Everbright Securities’ main points are as follows:
Event
The company released its 2025 annual report. In 2025, it achieved total revenue of 70.074 billion yuan, a year-on-year increase of 9.15%, and net profit attributable to the parent was 1.798 billion yuan, down 27.09% year-on-year.
Steady revenue growth in 2025, but overseas subcontracting projects dragged performance
In 2025, China’s energy and chemical industry underwent transformation and structural adjustment, advancing towards higher-end and more refined development. Projects such as oil refining and specialized oil projects accelerated, and demand for high-end chemical materials continued to grow, solidifying the company’s domestic business foundation. Relying on resource and capital advantages, the Middle East Gulf region maintained expansion in oil, gas, and downstream refining capacity, creating global market opportunities. In 2025, the company’s revenue increased by 9.15% year-on-year, but net profit attributable to the parent decreased by 27.09%. Gross profit margin was 7.4%, down 0.9 percentage points. Projects signed in 2020-2021 for overseas subcontracting dragged down overall gross margin and net profit. The progress and benefits of contracts such as the sulfur recovery unit in Saudi Arabia’s Marjan oil and gas expansion project P10 package and the Saudi Berri oilfield oil and gas processing project fell short of expectations. As a result, the company’s construction segment’s gross profit in 2025 was 2 billion yuan, down 1.1 billion yuan, with a gross margin of 0.8%, down 4 percentage points year-on-year.

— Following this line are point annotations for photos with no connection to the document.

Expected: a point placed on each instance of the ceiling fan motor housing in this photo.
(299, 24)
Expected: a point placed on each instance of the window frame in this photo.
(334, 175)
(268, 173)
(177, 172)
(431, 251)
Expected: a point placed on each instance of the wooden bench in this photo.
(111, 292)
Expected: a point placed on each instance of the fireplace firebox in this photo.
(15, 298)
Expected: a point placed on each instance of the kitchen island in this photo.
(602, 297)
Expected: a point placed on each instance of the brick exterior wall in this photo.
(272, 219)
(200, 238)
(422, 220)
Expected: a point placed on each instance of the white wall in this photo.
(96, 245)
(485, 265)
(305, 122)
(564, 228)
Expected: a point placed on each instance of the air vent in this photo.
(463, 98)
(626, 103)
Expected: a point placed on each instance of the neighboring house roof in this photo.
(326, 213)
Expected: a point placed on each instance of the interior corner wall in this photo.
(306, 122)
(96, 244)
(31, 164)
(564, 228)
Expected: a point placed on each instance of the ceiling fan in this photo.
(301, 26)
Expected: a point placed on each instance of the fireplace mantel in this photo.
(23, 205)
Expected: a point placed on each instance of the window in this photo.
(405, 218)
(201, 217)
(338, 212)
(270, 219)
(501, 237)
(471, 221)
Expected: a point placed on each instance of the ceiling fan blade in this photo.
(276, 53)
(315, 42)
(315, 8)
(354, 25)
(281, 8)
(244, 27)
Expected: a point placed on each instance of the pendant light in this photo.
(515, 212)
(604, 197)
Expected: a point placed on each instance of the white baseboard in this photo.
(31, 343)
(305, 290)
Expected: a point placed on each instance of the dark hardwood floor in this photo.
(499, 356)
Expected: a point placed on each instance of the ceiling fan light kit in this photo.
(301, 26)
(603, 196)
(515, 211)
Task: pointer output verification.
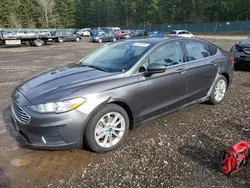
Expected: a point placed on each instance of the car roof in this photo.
(180, 30)
(158, 40)
(150, 40)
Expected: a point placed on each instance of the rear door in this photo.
(202, 68)
(163, 91)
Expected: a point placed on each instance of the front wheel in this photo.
(107, 128)
(38, 42)
(218, 91)
(60, 40)
(77, 39)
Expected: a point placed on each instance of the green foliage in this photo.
(90, 13)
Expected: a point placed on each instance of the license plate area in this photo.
(15, 124)
(12, 42)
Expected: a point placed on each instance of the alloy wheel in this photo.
(220, 90)
(110, 129)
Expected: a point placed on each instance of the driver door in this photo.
(164, 91)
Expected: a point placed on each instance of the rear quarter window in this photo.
(197, 50)
(172, 32)
(213, 50)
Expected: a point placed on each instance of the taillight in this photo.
(233, 59)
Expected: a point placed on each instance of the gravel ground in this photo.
(179, 150)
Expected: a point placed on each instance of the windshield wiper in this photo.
(96, 67)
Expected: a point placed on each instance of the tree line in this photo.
(90, 13)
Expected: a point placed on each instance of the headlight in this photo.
(58, 107)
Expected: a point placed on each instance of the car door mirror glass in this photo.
(155, 68)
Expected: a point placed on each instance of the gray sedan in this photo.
(99, 99)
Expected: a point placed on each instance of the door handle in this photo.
(182, 71)
(214, 63)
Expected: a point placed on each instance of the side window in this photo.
(168, 55)
(213, 50)
(197, 50)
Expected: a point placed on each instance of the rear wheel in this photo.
(107, 128)
(38, 42)
(60, 40)
(219, 90)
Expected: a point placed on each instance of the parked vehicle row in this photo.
(96, 101)
(241, 53)
(100, 32)
(37, 38)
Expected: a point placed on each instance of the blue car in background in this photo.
(94, 33)
(156, 34)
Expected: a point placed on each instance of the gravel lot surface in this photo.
(179, 150)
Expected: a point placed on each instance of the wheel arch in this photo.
(117, 102)
(226, 75)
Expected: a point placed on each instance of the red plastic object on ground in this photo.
(234, 158)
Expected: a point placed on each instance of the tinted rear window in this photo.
(172, 32)
(213, 50)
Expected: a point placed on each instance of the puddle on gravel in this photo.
(21, 162)
(3, 131)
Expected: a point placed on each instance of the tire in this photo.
(38, 42)
(214, 98)
(60, 40)
(31, 43)
(91, 133)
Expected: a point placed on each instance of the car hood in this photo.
(60, 83)
(245, 43)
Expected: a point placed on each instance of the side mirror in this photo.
(155, 68)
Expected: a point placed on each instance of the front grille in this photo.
(22, 116)
(247, 50)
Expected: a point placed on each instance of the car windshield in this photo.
(100, 34)
(116, 57)
(172, 32)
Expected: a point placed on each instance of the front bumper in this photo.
(94, 40)
(50, 131)
(241, 57)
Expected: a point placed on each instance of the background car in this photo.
(66, 35)
(116, 29)
(120, 33)
(139, 33)
(84, 32)
(96, 32)
(181, 33)
(126, 36)
(119, 86)
(156, 34)
(241, 54)
(103, 37)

Steady growth in new contracts signed, with an increased proportion of contracts within Sinopec Group
In 2025, the company signed new domestic contracts worth 63.2 billion yuan, up 2%, and new overseas contracts worth 38 billion yuan, down 1.3%. Overseas contracts accounted for 38% of new contracts. As Sinopec’s transformation projects such as Luoyang Ethylene and Maoming Ethylene launched successively, new contracts from Sinopec Group and its contacts totaled 55.4 billion yuan, accounting for 55%, a 46% increase year-on-year. New contracts from external markets totaled 45.8 billion yuan, down 27%, with an increased internal contract proportion.
New opportunities in domestic and international markets; company’s strengthened market expansion expected to benefit fully
Domestically, China is accelerating the construction of a modern industrial system, and high-quality development of the petrochemical industry is progressing steadily. Large refining and chemical bases are rapidly advancing, downstream petrochemical industries are expanding, and investments in high-end new materials projects are increasing. Policies related to energy saving, carbon reduction, process optimization, and equipment upgrades have been introduced, bringing more opportunities for the company’s core business. Internationally, the Middle East has seen active capital expenditure exceeding $100 billion, with refining and chemical production capacity in oil-producing countries increasing year by year. Sinopec Group deepens cooperation along the Belt and Road, benefiting from platform advantages, with broad prospects for order acquisition in the Middle East. The company is strengthening market development, and as new contracts are steadily signed domestically and abroad, its business is expected to grow rapidly.
Risk warning: Fluctuations in the refining and chemical industry cycle, project delays, overseas market risks.